Inside Thailand’s new adults-only island retreat
Forget breakfast in bed – the first meal of our day was about to arrive in serious style: floating in our private pool.
We’re in a luxury adults-only glamping retreat on a Thai island most people have never heard of.
Koh Yao Noi is often described as an untouched paradise of Thailand; almost unbelievable given it’s only a 30-minute boat ride from the holiday hotspot of Phuket, which has been ruined by mass tourism.
The just-opened 9 Hornbills luxury glamping retreat is one of a smattering of resorts on the island which overlook the stunning Phang Nga Bay – featuring dozens of towering limestone islands that jut dramatically straight out of the water.
The resort has 7 large African-style safari tents set on a hill a few hundreds metres away from the beach – which you zip down to with a golf buggy.
The retreat is designed to give a real camping-type experience.
It is even equipped with an outdoor shower.
But luxury is never far away with features like his and her bathroom sinks inside the tent.
We’d ordered our floating breakfast for 6.30am – alarmingly ambitious for a sleepy tropical island.
But as the first rays of light reflected off the emerald-green bay, our elaborate breakfast was being setup in the pool.
By the time we emerged from the tent an eggs benedict, fruit salad, omelet, fresh coconut, fruit juices and a latte were all floating in a large tray on our pool.
While the breakfast was stunning, it’s easy to be distracted by the backdrop of Phang Bay.
But the islands are much more than beauty.
They’re a treasure trove for brave hunters who risk their lives to make a fortune.
It takes just 20-minutes to reach the first island by long tail boat – and with it emerges a clue as to their mysterious use: wedged along the cliffs of the limestone rock face are tiny bamboo ladders which disappear precariously into dark holes.
The islands are a nesting spot for swiftlets, and the nest – made out of the birds saliva – sell for huge sums all throughout Asia, sometimes more than $2000 a kilo.
They are used to make bird’s nest soup; reputed to be highly nutritious.
A number of islands even have small caves where nest collectors live for a few months each year. It’s dangerous work; some collectors are killed from nasty falls.

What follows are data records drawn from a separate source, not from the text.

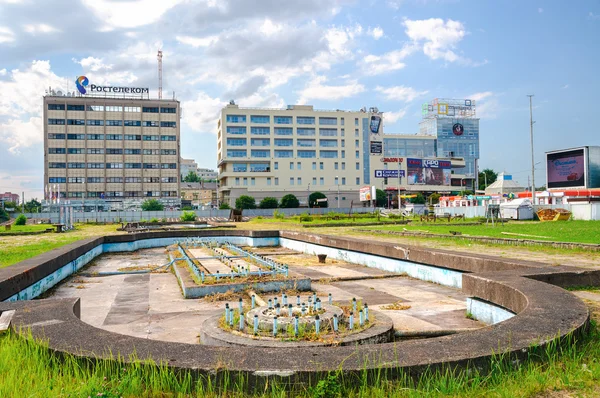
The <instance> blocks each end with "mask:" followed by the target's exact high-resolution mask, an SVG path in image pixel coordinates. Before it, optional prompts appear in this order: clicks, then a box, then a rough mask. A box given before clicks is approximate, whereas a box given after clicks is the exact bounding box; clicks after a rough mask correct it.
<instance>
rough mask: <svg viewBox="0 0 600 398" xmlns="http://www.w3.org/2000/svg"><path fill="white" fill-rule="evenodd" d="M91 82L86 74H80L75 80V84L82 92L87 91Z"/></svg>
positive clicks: (83, 92)
mask: <svg viewBox="0 0 600 398" xmlns="http://www.w3.org/2000/svg"><path fill="white" fill-rule="evenodd" d="M88 83H89V80H88V78H87V77H85V76H79V77H78V78H77V79H76V80H75V85H76V86H77V90H79V92H80V93H81V94H85V93H86V92H87V91H86V89H85V88H86V87H87V85H88Z"/></svg>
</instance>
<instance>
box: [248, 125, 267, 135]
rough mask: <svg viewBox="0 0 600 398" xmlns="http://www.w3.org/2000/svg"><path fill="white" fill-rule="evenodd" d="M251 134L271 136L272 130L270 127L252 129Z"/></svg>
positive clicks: (254, 134) (259, 127)
mask: <svg viewBox="0 0 600 398" xmlns="http://www.w3.org/2000/svg"><path fill="white" fill-rule="evenodd" d="M250 134H254V135H269V134H271V128H270V127H250Z"/></svg>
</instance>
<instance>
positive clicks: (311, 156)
mask: <svg viewBox="0 0 600 398" xmlns="http://www.w3.org/2000/svg"><path fill="white" fill-rule="evenodd" d="M296 153H297V157H299V158H316V157H317V151H316V150H300V149H298V150H296ZM227 157H228V158H245V157H248V151H247V150H246V149H228V150H227ZM250 157H253V158H270V157H271V150H263V149H252V150H251V151H250ZM273 157H274V158H293V157H294V151H293V150H284V149H275V150H274V151H273ZM319 157H320V158H324V159H337V158H338V157H341V158H342V159H345V158H346V151H345V150H342V151H340V152H338V151H337V150H335V151H334V150H320V151H319ZM355 157H356V159H360V151H356V152H355Z"/></svg>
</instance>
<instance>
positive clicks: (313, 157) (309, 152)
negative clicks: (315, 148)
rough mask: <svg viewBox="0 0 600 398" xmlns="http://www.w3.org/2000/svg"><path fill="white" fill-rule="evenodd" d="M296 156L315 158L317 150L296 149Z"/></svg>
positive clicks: (308, 157) (300, 157)
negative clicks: (296, 154)
mask: <svg viewBox="0 0 600 398" xmlns="http://www.w3.org/2000/svg"><path fill="white" fill-rule="evenodd" d="M298 157H299V158H316V157H317V151H306V150H305V151H300V150H299V151H298ZM313 166H315V164H314V163H313ZM313 170H314V168H313Z"/></svg>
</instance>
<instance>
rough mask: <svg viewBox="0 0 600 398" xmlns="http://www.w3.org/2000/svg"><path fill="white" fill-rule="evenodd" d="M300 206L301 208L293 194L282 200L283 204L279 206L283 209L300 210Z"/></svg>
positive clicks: (283, 197)
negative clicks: (297, 209) (296, 209)
mask: <svg viewBox="0 0 600 398" xmlns="http://www.w3.org/2000/svg"><path fill="white" fill-rule="evenodd" d="M298 206H300V201H299V200H298V198H297V197H296V196H295V195H292V194H291V193H289V194H287V195H285V196H284V197H283V198H281V203H280V204H279V207H281V208H282V209H296V208H298Z"/></svg>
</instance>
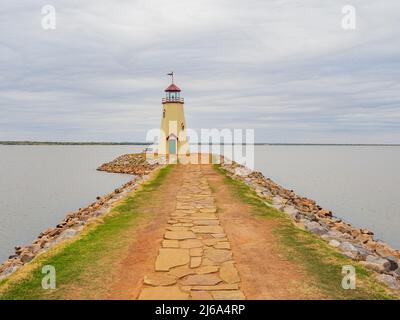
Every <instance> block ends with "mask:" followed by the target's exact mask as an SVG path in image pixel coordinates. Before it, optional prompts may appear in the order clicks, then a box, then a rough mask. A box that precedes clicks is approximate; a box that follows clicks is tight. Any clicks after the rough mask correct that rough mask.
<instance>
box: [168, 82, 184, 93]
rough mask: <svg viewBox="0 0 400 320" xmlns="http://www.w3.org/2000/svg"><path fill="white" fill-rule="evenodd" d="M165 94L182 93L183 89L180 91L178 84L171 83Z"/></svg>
mask: <svg viewBox="0 0 400 320" xmlns="http://www.w3.org/2000/svg"><path fill="white" fill-rule="evenodd" d="M165 92H181V89H179V87H178V86H177V85H176V84H174V83H171V84H170V85H169V87H168V88H167V89H165Z"/></svg>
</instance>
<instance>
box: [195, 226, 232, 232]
mask: <svg viewBox="0 0 400 320" xmlns="http://www.w3.org/2000/svg"><path fill="white" fill-rule="evenodd" d="M192 231H193V232H194V233H223V232H224V229H222V227H220V226H196V227H193V228H192Z"/></svg>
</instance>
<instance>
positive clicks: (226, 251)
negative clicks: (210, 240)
mask: <svg viewBox="0 0 400 320" xmlns="http://www.w3.org/2000/svg"><path fill="white" fill-rule="evenodd" d="M204 257H205V258H207V259H209V260H211V261H213V262H216V263H221V262H225V261H228V260H230V259H231V258H232V252H231V251H230V250H223V249H214V248H207V249H205V253H204Z"/></svg>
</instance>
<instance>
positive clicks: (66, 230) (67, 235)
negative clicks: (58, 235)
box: [58, 229, 78, 240]
mask: <svg viewBox="0 0 400 320" xmlns="http://www.w3.org/2000/svg"><path fill="white" fill-rule="evenodd" d="M77 234H78V230H75V229H66V230H64V231H63V232H62V233H61V234H60V235H59V237H58V238H59V240H66V239H71V238H73V237H75V236H76V235H77Z"/></svg>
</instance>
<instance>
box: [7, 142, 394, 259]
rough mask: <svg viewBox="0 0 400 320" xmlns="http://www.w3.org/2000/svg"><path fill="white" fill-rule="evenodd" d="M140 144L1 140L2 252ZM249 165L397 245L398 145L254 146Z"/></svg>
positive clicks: (101, 190) (39, 232)
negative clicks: (4, 141)
mask: <svg viewBox="0 0 400 320" xmlns="http://www.w3.org/2000/svg"><path fill="white" fill-rule="evenodd" d="M141 150H143V146H0V208H1V210H0V260H4V259H6V258H7V257H8V255H10V254H11V253H12V251H13V247H14V246H15V245H23V244H28V243H30V242H31V241H32V240H33V239H34V238H35V237H36V236H37V235H38V234H39V233H40V232H41V231H43V230H45V229H46V228H48V227H49V226H54V225H56V224H57V223H58V222H59V221H61V220H62V219H63V218H64V217H65V215H66V213H67V212H69V211H74V210H77V209H78V208H79V207H83V206H86V205H88V204H89V203H91V202H92V201H94V199H95V197H96V196H98V195H102V194H105V193H108V192H110V191H111V190H113V189H114V188H115V187H117V186H120V185H122V184H123V183H125V182H126V181H128V180H129V179H130V178H131V176H128V175H119V174H109V173H104V172H98V171H96V168H97V167H98V166H99V165H100V164H101V163H103V162H106V161H110V160H112V159H114V158H115V157H117V156H119V155H121V154H125V153H132V152H139V151H141ZM255 154H256V161H255V167H256V169H257V170H260V171H262V172H263V173H264V175H265V176H267V177H270V178H271V179H273V180H274V181H275V182H277V183H279V184H281V185H282V186H284V187H286V188H288V189H293V190H294V191H295V192H296V193H297V194H299V195H303V196H307V197H309V198H312V199H314V200H316V201H317V202H318V203H319V204H320V205H321V206H323V207H325V208H327V209H331V210H332V211H333V212H334V214H335V215H336V216H338V217H341V218H343V219H344V220H346V221H348V222H350V223H352V224H353V225H355V226H358V227H366V228H369V229H371V230H373V231H374V232H375V234H376V236H377V238H379V239H382V240H384V241H387V242H388V243H390V244H391V245H392V246H394V247H396V248H398V249H400V232H399V230H400V210H399V205H398V201H399V198H400V197H399V191H398V186H399V185H400V170H399V169H400V168H399V167H400V147H367V146H362V147H357V146H348V147H347V146H256V147H255Z"/></svg>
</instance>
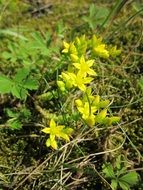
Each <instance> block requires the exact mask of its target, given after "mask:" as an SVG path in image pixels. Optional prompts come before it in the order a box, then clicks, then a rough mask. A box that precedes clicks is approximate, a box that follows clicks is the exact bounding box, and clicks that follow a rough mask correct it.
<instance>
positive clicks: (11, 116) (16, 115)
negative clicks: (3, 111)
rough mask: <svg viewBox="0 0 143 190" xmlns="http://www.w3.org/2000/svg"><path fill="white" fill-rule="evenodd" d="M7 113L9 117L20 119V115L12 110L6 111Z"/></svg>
mask: <svg viewBox="0 0 143 190" xmlns="http://www.w3.org/2000/svg"><path fill="white" fill-rule="evenodd" d="M6 113H7V115H8V116H9V117H18V115H19V114H18V113H16V112H14V111H12V110H10V109H6Z"/></svg>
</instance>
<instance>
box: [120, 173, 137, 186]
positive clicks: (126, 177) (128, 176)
mask: <svg viewBox="0 0 143 190" xmlns="http://www.w3.org/2000/svg"><path fill="white" fill-rule="evenodd" d="M120 181H121V182H126V183H128V184H129V185H130V186H132V185H135V184H136V183H137V182H138V175H137V173H136V172H130V173H128V174H126V175H124V176H122V177H120Z"/></svg>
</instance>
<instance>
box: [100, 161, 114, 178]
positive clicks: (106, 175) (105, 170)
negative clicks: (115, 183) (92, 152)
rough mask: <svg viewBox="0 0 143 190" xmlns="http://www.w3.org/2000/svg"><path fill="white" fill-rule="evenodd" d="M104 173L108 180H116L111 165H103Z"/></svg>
mask: <svg viewBox="0 0 143 190" xmlns="http://www.w3.org/2000/svg"><path fill="white" fill-rule="evenodd" d="M102 171H103V173H104V174H105V176H106V177H107V178H111V179H112V178H115V174H114V171H113V167H112V165H111V164H108V165H103V170H102Z"/></svg>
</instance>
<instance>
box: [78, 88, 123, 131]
mask: <svg viewBox="0 0 143 190" xmlns="http://www.w3.org/2000/svg"><path fill="white" fill-rule="evenodd" d="M91 91H92V89H91V88H88V89H87V91H86V93H85V94H84V95H83V98H82V99H76V100H75V104H76V107H77V110H78V111H79V112H80V114H81V115H82V118H83V119H84V120H85V122H86V123H87V124H88V125H89V126H90V127H92V126H94V125H95V123H99V124H108V125H111V124H112V123H115V122H118V121H119V120H120V118H119V117H115V116H114V117H108V116H107V108H108V106H109V104H110V101H109V100H101V98H100V96H99V95H95V96H93V95H92V94H91Z"/></svg>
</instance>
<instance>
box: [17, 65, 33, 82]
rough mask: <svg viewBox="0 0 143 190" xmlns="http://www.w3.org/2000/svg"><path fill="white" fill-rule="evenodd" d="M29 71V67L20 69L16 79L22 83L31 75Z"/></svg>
mask: <svg viewBox="0 0 143 190" xmlns="http://www.w3.org/2000/svg"><path fill="white" fill-rule="evenodd" d="M29 72H30V70H29V68H22V69H19V70H18V72H17V73H16V75H15V78H14V80H15V81H16V82H18V83H21V82H22V81H23V80H24V79H26V77H27V76H28V75H29Z"/></svg>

Aside from getting an insight into the lives of nest collectors, the islands also have dozens of small secluded beaches and hidden lagoons you can spend the day exploring.
Back at the lodge, after a long day exploring, a candlelit dinner is being prepared for us to enjoy under the star
The island has a sense of calm that’s pretty hard to find anywhere in Thailand: it’s quiet, underdeveloped and a place where most locals still rely on a traditional way of life.
Get there and experience it before everyone else discovers it too.